Elise had thought that Helene might find her concern for Reynaud disgusting, a betrayal. Instead, it had aroused her compassion. She seemed to feel that Elise’s affair with the half-breed was no simple misalliance, but a tragedy. For herself and St. Amant she clung to hope, regardless of the circumstances, but for Elise’s relationship with Reynaud she had none. Some things by their very nature carried the seeds of their doom in their beginning, she said sorrowfully. This was one.
Head lice appeared among the children, both Indian and French, and were fought by careful inspection and removal and drenches of steeped herbs. The dogs disappeared from the alleyways into the cooking pots. Then it rained for three days, washing refuse through the village, which ran into the wells, and afterward a fever broke out among the people spreading faster than a windswept fire. But it was the low levels of those wells and the swiftly emptying pots in the storehouse that caused the council to he held.
Everyone in the village knew it. Elise attended with the rest but sat well out of hearing range. It seemed best not to draw too much attention to herself; the Natchez blamed the French women and children for causing the fever that had forced so many of their number to take to their benches, as they blamed them for so many diseases and with good reason. Elise wished that she could be close enough to hear Reynaud, for she knew he was to speak. But she depended on word of mouth, filtering back through the crowd, to tell her what was said.

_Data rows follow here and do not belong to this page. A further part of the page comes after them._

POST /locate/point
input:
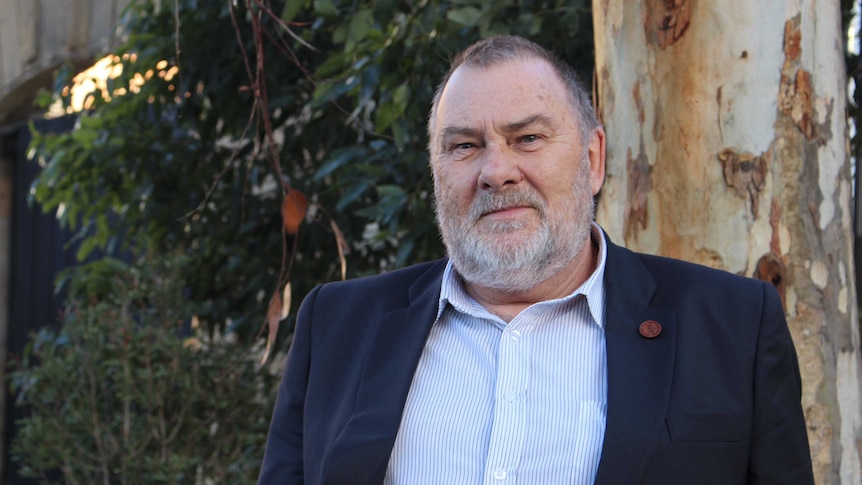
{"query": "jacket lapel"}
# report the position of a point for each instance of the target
(361, 453)
(639, 369)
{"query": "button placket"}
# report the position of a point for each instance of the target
(507, 433)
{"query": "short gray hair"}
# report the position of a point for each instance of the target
(496, 50)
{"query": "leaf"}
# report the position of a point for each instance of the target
(360, 24)
(342, 248)
(293, 210)
(273, 316)
(285, 301)
(325, 8)
(466, 16)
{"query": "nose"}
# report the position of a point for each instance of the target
(499, 168)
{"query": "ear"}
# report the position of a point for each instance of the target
(596, 154)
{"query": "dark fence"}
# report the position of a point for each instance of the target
(39, 252)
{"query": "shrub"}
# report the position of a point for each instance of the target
(130, 391)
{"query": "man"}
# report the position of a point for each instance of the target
(539, 352)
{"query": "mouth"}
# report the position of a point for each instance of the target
(508, 212)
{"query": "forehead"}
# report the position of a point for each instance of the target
(503, 92)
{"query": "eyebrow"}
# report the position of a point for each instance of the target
(536, 119)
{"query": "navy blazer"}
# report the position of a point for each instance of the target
(713, 399)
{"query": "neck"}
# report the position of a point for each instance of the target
(507, 305)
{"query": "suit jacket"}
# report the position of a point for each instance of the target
(713, 399)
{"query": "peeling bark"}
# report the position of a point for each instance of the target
(667, 21)
(759, 88)
(746, 173)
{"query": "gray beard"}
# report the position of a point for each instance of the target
(482, 258)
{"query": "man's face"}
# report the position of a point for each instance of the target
(513, 182)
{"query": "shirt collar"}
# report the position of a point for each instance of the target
(452, 290)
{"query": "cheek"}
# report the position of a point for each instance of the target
(452, 189)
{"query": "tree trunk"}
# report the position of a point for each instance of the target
(727, 146)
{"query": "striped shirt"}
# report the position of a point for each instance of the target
(494, 403)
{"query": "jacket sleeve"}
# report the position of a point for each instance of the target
(283, 457)
(779, 440)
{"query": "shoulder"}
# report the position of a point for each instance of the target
(676, 279)
(390, 289)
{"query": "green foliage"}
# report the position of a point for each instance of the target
(182, 164)
(126, 392)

His voice, deep and rich as he spoke the flowing Natchez tongue with its many courtesies and sonorous phrasing, came to her. It struck a chord deep inside so that she listened to its timbre without thought for the meaning of the words, without trying to see him above the others. She had heard his voice in laughter and in passion and in love, and she would never forget the sound of it, never. How much she owed him and how little he had been repaid. But she had such memories as few women ever knew, such sweet, vital memories. She would hold them to her when she was old, taking them out one by one, holding them to the light to admire their flash and color. That first night on the trail when he had stood naked in the rain. The time she had seen him cast in silver with the moonlight on the bayou and had joined him there in the water. That evening of lavender-gray twilight when they had made love in the woods. The dusky afternoon when he had stolen her as his wife. A handful of memories. Her only regret was that there were not more.